As builders pivot from commercial to residential development, municipalities in many Western sttes face a problem: a drop in sales-tax receipts -- which they rely on to keep property taxes low -- and higher costs.

What's Barnes & Noble's survival plan? We've discussed this before.

Costs of GM recalls pile up: about $1 million per day -- providing loaner cars and insurance, to 30,000 US customers waiting replacement parts for their vehicles.

GE plans to sell of more pieces of its sprawling conglomerate: the only real winner for GE is industrial (oil services) and probably its financial services.

UnitedHealth's profit falls amid health-law changes. UnitedHealth is thefirst major health insurer to report its results for the latest quarter, the first period to reflect the Affordable Care Act.

Wal-Mart to launch money-transfer service. The new service will undercut Western Union and MoneyGram with lower and simplified fees.

Tax refunds may fuel retail windfall.
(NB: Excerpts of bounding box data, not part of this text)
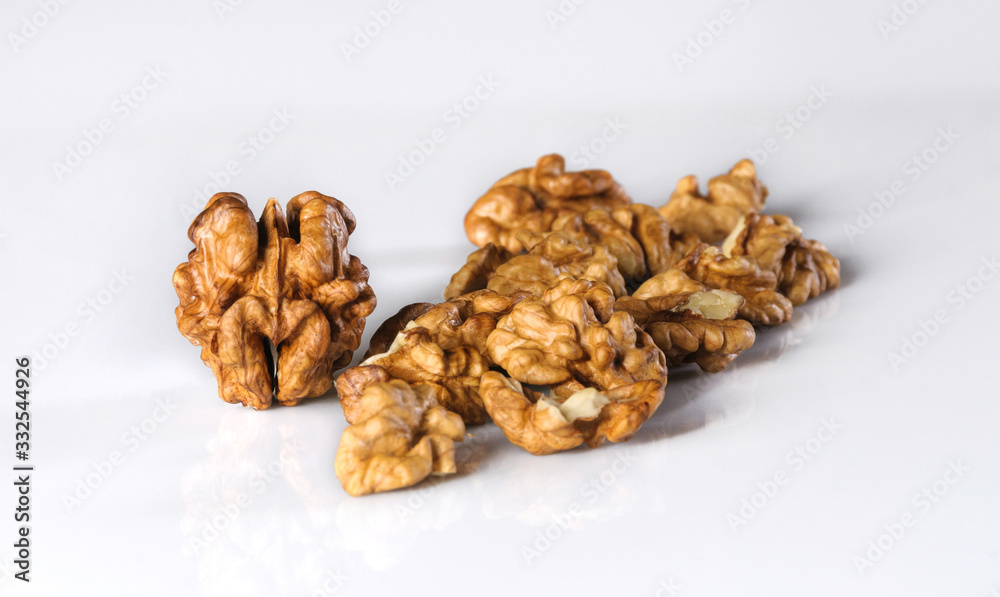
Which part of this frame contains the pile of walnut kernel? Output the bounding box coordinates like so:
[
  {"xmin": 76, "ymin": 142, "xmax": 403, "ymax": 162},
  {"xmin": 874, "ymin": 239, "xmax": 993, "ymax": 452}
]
[{"xmin": 335, "ymin": 155, "xmax": 840, "ymax": 496}]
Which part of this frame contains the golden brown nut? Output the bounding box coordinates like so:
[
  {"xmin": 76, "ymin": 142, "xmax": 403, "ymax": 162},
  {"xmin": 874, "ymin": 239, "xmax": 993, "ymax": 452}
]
[
  {"xmin": 674, "ymin": 244, "xmax": 792, "ymax": 325},
  {"xmin": 479, "ymin": 371, "xmax": 583, "ymax": 455},
  {"xmin": 659, "ymin": 160, "xmax": 767, "ymax": 243},
  {"xmin": 615, "ymin": 290, "xmax": 756, "ymax": 373},
  {"xmin": 364, "ymin": 303, "xmax": 434, "ymax": 360},
  {"xmin": 487, "ymin": 232, "xmax": 627, "ymax": 296},
  {"xmin": 337, "ymin": 290, "xmax": 524, "ymax": 425},
  {"xmin": 173, "ymin": 191, "xmax": 375, "ymax": 409},
  {"xmin": 614, "ymin": 203, "xmax": 699, "ymax": 276},
  {"xmin": 480, "ymin": 279, "xmax": 667, "ymax": 454},
  {"xmin": 722, "ymin": 214, "xmax": 840, "ymax": 306},
  {"xmin": 465, "ymin": 154, "xmax": 632, "ymax": 253},
  {"xmin": 778, "ymin": 239, "xmax": 840, "ymax": 305},
  {"xmin": 444, "ymin": 243, "xmax": 513, "ymax": 300},
  {"xmin": 552, "ymin": 208, "xmax": 647, "ymax": 280},
  {"xmin": 632, "ymin": 268, "xmax": 708, "ymax": 300},
  {"xmin": 334, "ymin": 381, "xmax": 465, "ymax": 496}
]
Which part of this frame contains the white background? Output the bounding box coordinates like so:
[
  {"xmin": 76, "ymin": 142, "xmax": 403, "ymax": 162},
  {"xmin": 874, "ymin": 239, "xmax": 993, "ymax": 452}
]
[{"xmin": 0, "ymin": 0, "xmax": 1000, "ymax": 597}]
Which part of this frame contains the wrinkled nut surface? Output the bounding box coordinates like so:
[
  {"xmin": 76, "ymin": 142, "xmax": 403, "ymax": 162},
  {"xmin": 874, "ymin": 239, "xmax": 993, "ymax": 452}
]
[
  {"xmin": 337, "ymin": 290, "xmax": 524, "ymax": 425},
  {"xmin": 615, "ymin": 290, "xmax": 756, "ymax": 373},
  {"xmin": 659, "ymin": 160, "xmax": 767, "ymax": 243},
  {"xmin": 674, "ymin": 244, "xmax": 792, "ymax": 325},
  {"xmin": 480, "ymin": 279, "xmax": 667, "ymax": 454},
  {"xmin": 334, "ymin": 380, "xmax": 465, "ymax": 496},
  {"xmin": 444, "ymin": 243, "xmax": 514, "ymax": 300},
  {"xmin": 364, "ymin": 303, "xmax": 434, "ymax": 361},
  {"xmin": 173, "ymin": 191, "xmax": 375, "ymax": 409},
  {"xmin": 486, "ymin": 232, "xmax": 627, "ymax": 296},
  {"xmin": 465, "ymin": 154, "xmax": 632, "ymax": 253},
  {"xmin": 722, "ymin": 214, "xmax": 840, "ymax": 306}
]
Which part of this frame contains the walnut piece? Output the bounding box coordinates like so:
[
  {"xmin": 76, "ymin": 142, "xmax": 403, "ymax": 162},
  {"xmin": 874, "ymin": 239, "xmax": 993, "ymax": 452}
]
[
  {"xmin": 173, "ymin": 191, "xmax": 375, "ymax": 409},
  {"xmin": 337, "ymin": 290, "xmax": 525, "ymax": 425},
  {"xmin": 465, "ymin": 154, "xmax": 632, "ymax": 253},
  {"xmin": 722, "ymin": 214, "xmax": 840, "ymax": 306},
  {"xmin": 674, "ymin": 243, "xmax": 792, "ymax": 325},
  {"xmin": 334, "ymin": 380, "xmax": 465, "ymax": 496},
  {"xmin": 486, "ymin": 232, "xmax": 627, "ymax": 296},
  {"xmin": 480, "ymin": 279, "xmax": 667, "ymax": 454},
  {"xmin": 444, "ymin": 243, "xmax": 514, "ymax": 300},
  {"xmin": 659, "ymin": 160, "xmax": 767, "ymax": 243},
  {"xmin": 615, "ymin": 290, "xmax": 756, "ymax": 373}
]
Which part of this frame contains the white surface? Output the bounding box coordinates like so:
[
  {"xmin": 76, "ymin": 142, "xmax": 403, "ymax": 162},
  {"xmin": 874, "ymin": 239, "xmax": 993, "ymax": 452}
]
[{"xmin": 0, "ymin": 0, "xmax": 1000, "ymax": 596}]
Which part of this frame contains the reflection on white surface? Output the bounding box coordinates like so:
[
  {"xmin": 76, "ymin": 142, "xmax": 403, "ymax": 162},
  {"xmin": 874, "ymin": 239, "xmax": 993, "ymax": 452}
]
[{"xmin": 181, "ymin": 408, "xmax": 360, "ymax": 596}]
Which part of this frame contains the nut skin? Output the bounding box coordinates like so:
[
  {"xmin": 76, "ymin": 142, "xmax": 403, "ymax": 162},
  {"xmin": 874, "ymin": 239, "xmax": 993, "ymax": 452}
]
[
  {"xmin": 444, "ymin": 243, "xmax": 514, "ymax": 300},
  {"xmin": 337, "ymin": 290, "xmax": 526, "ymax": 425},
  {"xmin": 480, "ymin": 278, "xmax": 667, "ymax": 454},
  {"xmin": 615, "ymin": 292, "xmax": 757, "ymax": 373},
  {"xmin": 334, "ymin": 380, "xmax": 465, "ymax": 496},
  {"xmin": 362, "ymin": 303, "xmax": 434, "ymax": 360},
  {"xmin": 465, "ymin": 154, "xmax": 632, "ymax": 253},
  {"xmin": 614, "ymin": 203, "xmax": 699, "ymax": 277},
  {"xmin": 487, "ymin": 232, "xmax": 627, "ymax": 296},
  {"xmin": 173, "ymin": 191, "xmax": 375, "ymax": 409},
  {"xmin": 674, "ymin": 243, "xmax": 792, "ymax": 325},
  {"xmin": 723, "ymin": 214, "xmax": 840, "ymax": 306},
  {"xmin": 659, "ymin": 160, "xmax": 767, "ymax": 243}
]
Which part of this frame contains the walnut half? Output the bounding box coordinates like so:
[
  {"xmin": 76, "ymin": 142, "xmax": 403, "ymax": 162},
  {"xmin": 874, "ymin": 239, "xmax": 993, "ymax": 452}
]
[
  {"xmin": 334, "ymin": 380, "xmax": 465, "ymax": 496},
  {"xmin": 173, "ymin": 191, "xmax": 375, "ymax": 409}
]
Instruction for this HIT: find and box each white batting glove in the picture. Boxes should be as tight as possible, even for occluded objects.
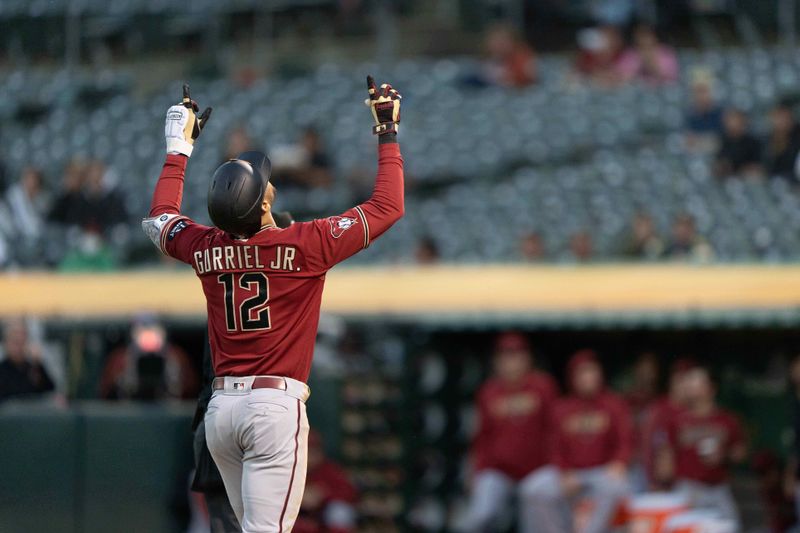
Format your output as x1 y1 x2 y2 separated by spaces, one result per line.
164 84 211 157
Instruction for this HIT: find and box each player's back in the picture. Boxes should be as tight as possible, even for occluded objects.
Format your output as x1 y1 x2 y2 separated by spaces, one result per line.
179 217 357 381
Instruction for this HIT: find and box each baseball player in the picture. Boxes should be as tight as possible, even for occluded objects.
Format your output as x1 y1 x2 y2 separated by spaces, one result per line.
467 332 558 533
142 77 403 533
669 367 747 524
520 350 632 533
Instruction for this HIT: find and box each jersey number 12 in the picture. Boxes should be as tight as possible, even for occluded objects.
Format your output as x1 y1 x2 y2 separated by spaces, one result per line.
217 272 272 331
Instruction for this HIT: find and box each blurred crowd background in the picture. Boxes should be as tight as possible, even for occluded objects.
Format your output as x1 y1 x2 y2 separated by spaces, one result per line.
0 0 800 533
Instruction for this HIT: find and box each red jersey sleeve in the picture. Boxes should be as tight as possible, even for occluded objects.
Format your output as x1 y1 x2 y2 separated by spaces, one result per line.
306 143 404 270
142 154 212 263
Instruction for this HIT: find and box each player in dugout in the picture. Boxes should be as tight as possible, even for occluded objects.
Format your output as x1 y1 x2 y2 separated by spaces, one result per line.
142 76 404 533
468 332 558 533
522 350 633 533
669 367 747 524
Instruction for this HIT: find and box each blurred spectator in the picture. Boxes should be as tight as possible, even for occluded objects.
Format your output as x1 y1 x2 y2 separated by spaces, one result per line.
764 104 800 181
292 430 358 533
49 159 86 226
664 213 714 262
623 212 664 261
714 109 763 177
271 128 333 189
619 25 680 85
225 127 255 161
484 25 538 87
588 0 634 27
569 230 594 263
519 231 547 263
414 237 440 265
669 367 747 524
575 26 623 87
468 333 558 533
50 160 128 233
686 70 724 153
6 167 49 243
58 227 117 272
100 316 199 400
81 160 128 233
0 319 54 402
522 350 632 533
639 358 694 490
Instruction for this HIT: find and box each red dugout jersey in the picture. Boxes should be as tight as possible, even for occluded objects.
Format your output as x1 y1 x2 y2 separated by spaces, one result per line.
669 409 745 485
143 143 403 382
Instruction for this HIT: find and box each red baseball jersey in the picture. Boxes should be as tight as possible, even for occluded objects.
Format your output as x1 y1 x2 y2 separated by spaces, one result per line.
145 143 403 382
669 409 745 485
472 372 558 479
551 392 633 469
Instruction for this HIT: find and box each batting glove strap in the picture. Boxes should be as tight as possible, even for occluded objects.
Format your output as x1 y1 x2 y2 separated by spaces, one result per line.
164 85 211 157
372 122 400 135
167 137 194 157
364 76 403 135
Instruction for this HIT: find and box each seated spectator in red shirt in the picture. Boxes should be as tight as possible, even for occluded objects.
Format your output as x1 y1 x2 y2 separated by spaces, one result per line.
669 368 747 524
467 333 558 533
575 26 625 87
292 430 358 533
664 213 714 263
764 104 800 181
520 350 632 533
100 316 199 400
0 319 55 402
619 24 680 85
485 26 538 88
714 109 764 178
639 358 695 490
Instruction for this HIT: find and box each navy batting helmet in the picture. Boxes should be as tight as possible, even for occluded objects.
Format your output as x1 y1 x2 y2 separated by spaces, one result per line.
208 152 272 236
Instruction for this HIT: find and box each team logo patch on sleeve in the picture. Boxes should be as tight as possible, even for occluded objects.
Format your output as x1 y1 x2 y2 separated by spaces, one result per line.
167 220 188 241
328 217 358 239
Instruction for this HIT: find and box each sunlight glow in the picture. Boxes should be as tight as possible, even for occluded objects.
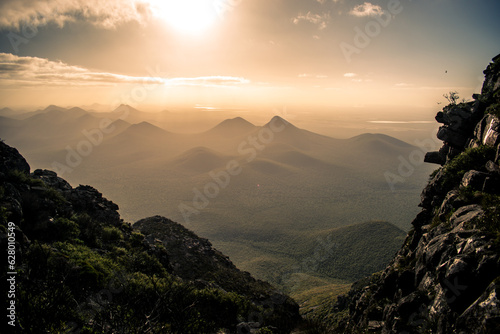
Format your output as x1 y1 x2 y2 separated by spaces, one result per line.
149 0 217 34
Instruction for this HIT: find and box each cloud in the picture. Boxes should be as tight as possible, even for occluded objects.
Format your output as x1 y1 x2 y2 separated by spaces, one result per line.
292 11 330 30
0 53 250 87
298 73 328 79
0 0 152 29
349 2 384 17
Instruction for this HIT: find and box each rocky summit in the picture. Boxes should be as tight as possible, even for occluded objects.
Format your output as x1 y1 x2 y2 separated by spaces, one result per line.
0 142 300 334
326 55 500 334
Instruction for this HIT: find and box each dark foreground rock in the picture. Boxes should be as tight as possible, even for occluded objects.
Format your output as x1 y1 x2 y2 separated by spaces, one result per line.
329 55 500 334
0 141 300 334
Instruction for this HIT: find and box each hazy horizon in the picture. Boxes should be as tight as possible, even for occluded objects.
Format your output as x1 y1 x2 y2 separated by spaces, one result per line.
0 0 500 121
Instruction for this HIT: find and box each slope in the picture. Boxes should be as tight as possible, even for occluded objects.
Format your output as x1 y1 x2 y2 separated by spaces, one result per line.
0 142 300 334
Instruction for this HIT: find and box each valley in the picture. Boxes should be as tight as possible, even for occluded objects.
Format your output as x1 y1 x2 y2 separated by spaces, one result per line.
0 105 433 291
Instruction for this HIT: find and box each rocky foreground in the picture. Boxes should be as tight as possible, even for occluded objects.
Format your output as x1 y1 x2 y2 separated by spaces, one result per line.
326 55 500 334
0 142 300 334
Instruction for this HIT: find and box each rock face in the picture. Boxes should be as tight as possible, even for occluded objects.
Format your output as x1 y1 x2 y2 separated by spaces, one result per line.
331 55 500 334
0 142 300 334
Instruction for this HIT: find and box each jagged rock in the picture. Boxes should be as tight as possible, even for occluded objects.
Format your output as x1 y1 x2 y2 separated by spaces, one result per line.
31 169 73 193
326 55 500 334
457 283 500 334
0 141 30 174
460 170 488 190
424 151 446 165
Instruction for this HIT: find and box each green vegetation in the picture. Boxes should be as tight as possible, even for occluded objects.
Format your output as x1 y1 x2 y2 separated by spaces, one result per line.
0 168 293 334
441 146 495 191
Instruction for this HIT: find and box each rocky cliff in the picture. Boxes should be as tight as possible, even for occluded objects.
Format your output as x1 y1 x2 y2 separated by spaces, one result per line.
329 55 500 333
0 142 300 334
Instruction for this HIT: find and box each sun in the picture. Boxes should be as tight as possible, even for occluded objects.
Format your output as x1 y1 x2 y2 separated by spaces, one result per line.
150 0 217 34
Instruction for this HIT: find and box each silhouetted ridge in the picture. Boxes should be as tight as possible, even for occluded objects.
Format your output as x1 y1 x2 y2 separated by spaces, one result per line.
318 55 500 334
206 117 256 136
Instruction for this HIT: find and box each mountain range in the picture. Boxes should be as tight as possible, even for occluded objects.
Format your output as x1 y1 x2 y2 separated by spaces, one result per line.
0 105 432 290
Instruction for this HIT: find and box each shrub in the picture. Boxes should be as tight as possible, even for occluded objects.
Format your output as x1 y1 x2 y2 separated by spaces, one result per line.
442 146 495 190
102 226 123 242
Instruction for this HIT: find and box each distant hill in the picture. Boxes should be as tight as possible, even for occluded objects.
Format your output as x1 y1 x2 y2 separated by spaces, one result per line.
206 117 256 138
169 147 232 174
0 106 438 300
0 142 300 333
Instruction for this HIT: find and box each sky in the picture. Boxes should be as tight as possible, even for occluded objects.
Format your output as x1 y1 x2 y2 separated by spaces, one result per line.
0 0 500 120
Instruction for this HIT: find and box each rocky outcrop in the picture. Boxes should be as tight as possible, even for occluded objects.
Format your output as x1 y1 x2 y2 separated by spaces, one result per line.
0 142 300 334
333 55 500 334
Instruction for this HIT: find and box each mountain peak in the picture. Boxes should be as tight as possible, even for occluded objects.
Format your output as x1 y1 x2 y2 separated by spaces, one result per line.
113 103 139 112
42 104 66 111
206 117 255 137
264 115 298 129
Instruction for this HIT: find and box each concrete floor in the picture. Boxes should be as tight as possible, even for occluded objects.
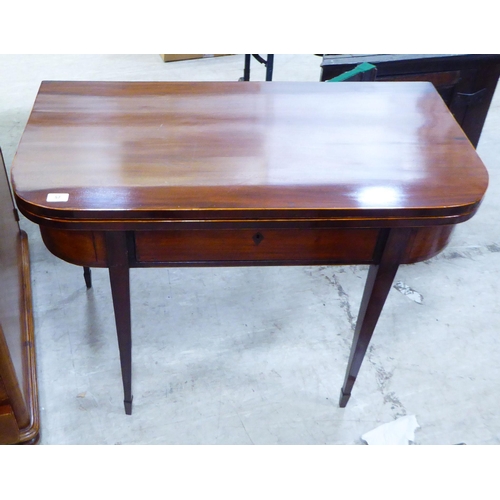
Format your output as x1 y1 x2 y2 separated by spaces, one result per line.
0 54 500 445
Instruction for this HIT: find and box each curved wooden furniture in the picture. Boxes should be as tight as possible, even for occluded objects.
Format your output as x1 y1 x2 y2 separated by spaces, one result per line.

Nearly 80% of the tax returns processed through Aprill 4 resulted in refunds averaging amost $3,000. That bodes well for the nation's retailers in the month ahead.

Natural-gas prices posted their biggest one-day gain in two month after a smaller-than-expected increase in US inventories reignited fears that supplies are slow. Folks are already looking ahead ot next winter. Global warming? We hardly knew ye.


The Los Angeles Times

3.3 earthquake strikes near Currant, Nevada. Senator Reid thinks this is God's wrath after the recent BLM stand-off; will ban fracking in response.

Los Angeles faces three more years of deficit.
.... lawmakers won't have the money to rebuild services cut during the recession until the 2018-19 fiscal year, unless new tax revenue is found or other programs are cut. That year, the city is expected to experience a $20.9-million surplus, he said.
... could limit Mayor Eric Garcetti's ability to expand core services during his four-year term. Garcetti has promised to take a "back to basics" approach to city government, proposing a budget with modest hikes in service — additional library hours, more code enforcement inspectors and an expansion of road repairs from 2,200 lane miles to 2,400.
Deputy Mayor Rick Cole said Garcetti is working on ways to generate savings for the city that offset Santana's projections in future years. The mayor is focusing on limiting workers' compensation costs, improving the city's purchasing process and increasing productivity through technology, he said.
Pretty aggressive agenda for a new mayor: expanding road repairs from 2,200 miles to 2,400 miles. Additional library hours. More code enforcement officers.

The Dickinson Press

Let's see if any Dickinson Baptist churches report any more suspicious kissing in cars. If there were any such stories I did not see them; at least not headline stories. I assume the kissing couple reported yesterday are "on the run."
 
Now it's "Indian environmentalists" who are battling the Sandpipe pipeline project. Nice map.I assume once they get their price, everyone will be happy.